Gene Stupnitsky’s new film, which follows three middle schoolers bumbling their way through a crazy night, balances raunchy humor with insight.


The title of Good Boys is not a misnomer. The three 11-year-old heroes of Gene Stupnitsky’s new comedy are somewhat foul-mouthed, occasionally girl-crazy, and drawn into plenty of wild antics over the course of the movie—but every joke is about how bad these kids are at being bad. The film’s R rating is prominently displayed in promo materials, which also tout the movie’s association with raunchy comedies like Superbad, Neighbors, and Sausage Party. Good Boys indeed has its share of dirty jokes, but the best gag of all is that its protagonists don’t understand any of them.

The film follows three rising sixth graders who have to stay out of trouble for a day so they can attend a “kissing party” that will feature one of their crushes. There are several other subplots involving parents and older students that the trio bumble through, and while viewers will be able to appreciate the nuances of these story lines, the movie itself stays rooted in the kids’ innocent perspective. It’s a tough balance to strike, and the film largely manages it.

Good Boys is half-rooted in the frank, sometimes gross, sometimes biting comedy of the Judd Apatow era. But it’s also reminiscent of ’80s adventure fare like The Goonies or Stand by Me, tales filtered through the eyes of middle schoolers growing up and learning to deal with the real world. The biggest challenge for older viewers (who, thanks to the MPAA rating, will be the majority of the audience) is whether they want to put up with a movie centered on relatively clueless youngsters. Fortunately, there’s enough insight and silliness to make it worthwhile.
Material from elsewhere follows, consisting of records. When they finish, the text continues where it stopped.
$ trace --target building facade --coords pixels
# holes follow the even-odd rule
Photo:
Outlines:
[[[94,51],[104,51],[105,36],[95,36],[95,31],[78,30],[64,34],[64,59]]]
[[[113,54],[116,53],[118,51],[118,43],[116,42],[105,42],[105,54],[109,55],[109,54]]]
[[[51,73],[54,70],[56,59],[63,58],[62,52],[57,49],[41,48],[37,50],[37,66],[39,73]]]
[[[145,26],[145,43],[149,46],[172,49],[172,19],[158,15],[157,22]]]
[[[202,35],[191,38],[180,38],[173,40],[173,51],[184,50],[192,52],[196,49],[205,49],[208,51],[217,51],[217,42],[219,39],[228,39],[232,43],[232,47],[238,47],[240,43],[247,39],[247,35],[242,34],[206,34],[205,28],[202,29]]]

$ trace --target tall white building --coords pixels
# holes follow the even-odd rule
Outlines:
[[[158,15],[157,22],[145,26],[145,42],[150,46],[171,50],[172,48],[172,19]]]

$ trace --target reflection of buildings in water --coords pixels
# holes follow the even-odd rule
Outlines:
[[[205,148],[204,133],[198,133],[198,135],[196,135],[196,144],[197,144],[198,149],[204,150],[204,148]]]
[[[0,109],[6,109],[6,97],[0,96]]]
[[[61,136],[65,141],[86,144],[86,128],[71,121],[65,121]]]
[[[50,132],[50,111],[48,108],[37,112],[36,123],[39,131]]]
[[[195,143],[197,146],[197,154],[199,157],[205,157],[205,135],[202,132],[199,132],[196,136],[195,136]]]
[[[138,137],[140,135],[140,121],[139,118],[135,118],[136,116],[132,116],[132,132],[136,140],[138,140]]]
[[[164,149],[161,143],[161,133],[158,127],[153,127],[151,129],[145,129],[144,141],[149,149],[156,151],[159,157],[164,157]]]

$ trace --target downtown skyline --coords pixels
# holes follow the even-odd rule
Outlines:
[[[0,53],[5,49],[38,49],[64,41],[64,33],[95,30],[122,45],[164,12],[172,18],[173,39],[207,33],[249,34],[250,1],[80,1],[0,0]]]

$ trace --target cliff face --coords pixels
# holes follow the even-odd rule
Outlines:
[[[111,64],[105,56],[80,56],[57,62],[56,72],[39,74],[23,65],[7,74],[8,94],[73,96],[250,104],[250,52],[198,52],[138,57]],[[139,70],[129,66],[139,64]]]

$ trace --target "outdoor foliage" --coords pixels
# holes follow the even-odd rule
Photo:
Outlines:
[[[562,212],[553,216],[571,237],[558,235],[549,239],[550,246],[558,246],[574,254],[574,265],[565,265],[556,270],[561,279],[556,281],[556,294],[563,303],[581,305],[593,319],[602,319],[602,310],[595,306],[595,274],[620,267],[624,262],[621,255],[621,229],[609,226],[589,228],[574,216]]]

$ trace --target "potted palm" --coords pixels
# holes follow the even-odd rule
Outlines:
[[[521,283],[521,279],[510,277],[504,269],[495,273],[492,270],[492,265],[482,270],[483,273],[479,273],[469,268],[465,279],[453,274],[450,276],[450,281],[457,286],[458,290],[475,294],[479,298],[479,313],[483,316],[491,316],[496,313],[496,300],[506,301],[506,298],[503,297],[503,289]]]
The lead troublemaker, Max, is played by Jacob Tremblay—another in a long line of preternaturally talented preteen actors (think Dakota Fanning and Haley Joel Osment) with astounding poise in front of the camera. Until now, Tremblay has mostly appeared in serious dramas like Room, The Book of Henry, and the treacly but effective Wonder, but his comic timing is on point as he plays Max as a wannabe know-it-all. Desperate to hang out with his crush, Brixlee (Millie Davis), at the cool kids’ party, Max enlists his best buds, Lucas (Keith L. Williams) and Thor (Brady Noon), to help him learn how to kiss, setting off a ridiculous chain of events that sees them ditching school and running around the suburbs for the day.

The stakes are extremely low in Good Boys, as they should be, given that the protagonists (who call themselves “the Beanbag Boys”) can’t even ride public transportation alone yet. But for Max, Lucas, and Thor, every situation feels urgent and potentially catastrophic. Early on, they steal a bottle of illicit pills from the high-school seniors Hannah (Molly Gordon) and Lily (Midori Francis), who are bent on reclaiming it before they go to a concert. As the girls chase them around the city, the boys assume they must be in the throes of a serious drug addiction, not just trying to have a good time on a Friday night.

Again and again, the trio confront a menace they don’t entirely comprehend (one anarchic set piece unfolds in a frat house), navigate through it using childish logic, and emerge from the experience basically none the wiser. Stupnitsky, who co-wrote the film with his collaborator Lee Eisenberg (they worked together on The Office and other TV shows), never lets reality come crashing down on the kids; even the heavier things they’re worried about (like Lucas’s parents, who are getting a divorce) tend to stay on the periphery.

But Good Boys does allow for some moments of education, which helped the movie click for me. The first two acts are standard madcap fare, though Hannah and Lily eventually point out something that Max and his pals haven’t yet considered—that elementary-school friends rarely stay together forever, and the bond of the “Beanbag Boys” may not be eternal. The movie doesn’t turn fully melancholy, but its ending is sweetly self-aware, highlighting the differences among its winsome protagonists and noting that the loss of one’s innocence has less to do with rude jokes and more to do with the ways people evolve as they mature. Had the film not taken an introspective turn, I still would have appreciated its skill with generating easy laughs. Happily, Good Boys has a little more to recommend it than gross gags.